This work aims to precisely characterize the asymptotic generalization error of neural networks and proposes a practical, efficiently estimable proxy metric to guide model design. To this end, the authors introduce the “representation gap” from a geometric perspective as a surrogate for generalization error and derive its asymptotic behavior by integrating equivariant diffusion models, optimal quantization theory, and point process theory. The theoretical analysis reveals that the representation gap is governed by the intrinsic dimensionality of the task, establishing a rigorous connection between the two. Experiments on both synthetic and real-world datasets validate the accuracy of the derived asymptotic law, and the estimated intrinsic dimensions align well with existing literature, demonstrating the method’s strong interpretability, estimability, and broad applicability.
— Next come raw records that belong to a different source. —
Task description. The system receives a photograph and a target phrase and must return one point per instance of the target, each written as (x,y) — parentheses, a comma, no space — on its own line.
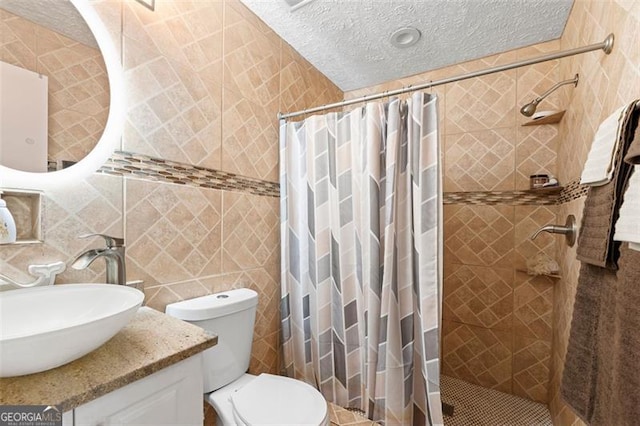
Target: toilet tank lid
(214,305)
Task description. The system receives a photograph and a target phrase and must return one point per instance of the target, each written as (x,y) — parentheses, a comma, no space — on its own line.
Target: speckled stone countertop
(150,342)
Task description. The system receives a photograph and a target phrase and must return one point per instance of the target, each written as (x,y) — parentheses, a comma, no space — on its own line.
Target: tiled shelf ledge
(524,271)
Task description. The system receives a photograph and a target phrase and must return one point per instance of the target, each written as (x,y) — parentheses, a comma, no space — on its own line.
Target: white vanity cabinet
(172,396)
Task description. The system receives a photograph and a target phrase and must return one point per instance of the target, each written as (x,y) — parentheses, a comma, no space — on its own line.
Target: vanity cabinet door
(172,396)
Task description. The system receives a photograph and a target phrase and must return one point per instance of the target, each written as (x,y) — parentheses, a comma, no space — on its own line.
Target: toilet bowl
(268,400)
(241,399)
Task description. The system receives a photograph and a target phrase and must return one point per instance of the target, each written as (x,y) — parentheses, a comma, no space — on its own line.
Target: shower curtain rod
(606,46)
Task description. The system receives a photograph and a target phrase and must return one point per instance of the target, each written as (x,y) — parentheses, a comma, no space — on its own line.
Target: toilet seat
(277,400)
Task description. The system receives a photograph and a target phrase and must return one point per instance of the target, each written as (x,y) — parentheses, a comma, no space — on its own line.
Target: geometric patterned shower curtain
(361,210)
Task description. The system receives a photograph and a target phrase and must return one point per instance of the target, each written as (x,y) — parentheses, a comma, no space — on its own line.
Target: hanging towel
(601,377)
(595,239)
(580,373)
(628,224)
(600,165)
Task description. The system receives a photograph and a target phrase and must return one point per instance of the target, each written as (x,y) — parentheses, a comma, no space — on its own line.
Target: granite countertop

Characterizing precisely the asymptotic generalization error of neural networks using parameters that can be estimated efficiently is a crucial problem in machine learning, which relies heavily on heuristics and practitioners' intuition to make key design choices. In order to mitigate this issue, we introduce the Representation Gap, a metric closely related to the generalization error, but admitting better-behaved asymptotic dynamics. Focusing on equivariant diffusion models and leveraging results from optimal quantization and point-process theory, we derive a precise asymptotic equivalent of the Representation Gap and show that it is governed by a single parameter, the \textit{intrinsic dimension} of the task, which is easy to interpret, efficient to estimate, and can be linked to the equivariances of common neural network architectures. We show that this asymptotic dynamic also extends to a broader range of tasks and training algorithms. Finally, we demonstrate empirically that our asymptotic law and intrinsic dimension estimation are accurate on a wide range of synthetic datasets, where these quantities are known, as well as on more realistic datasets, where we obtain results consistent with the related literature.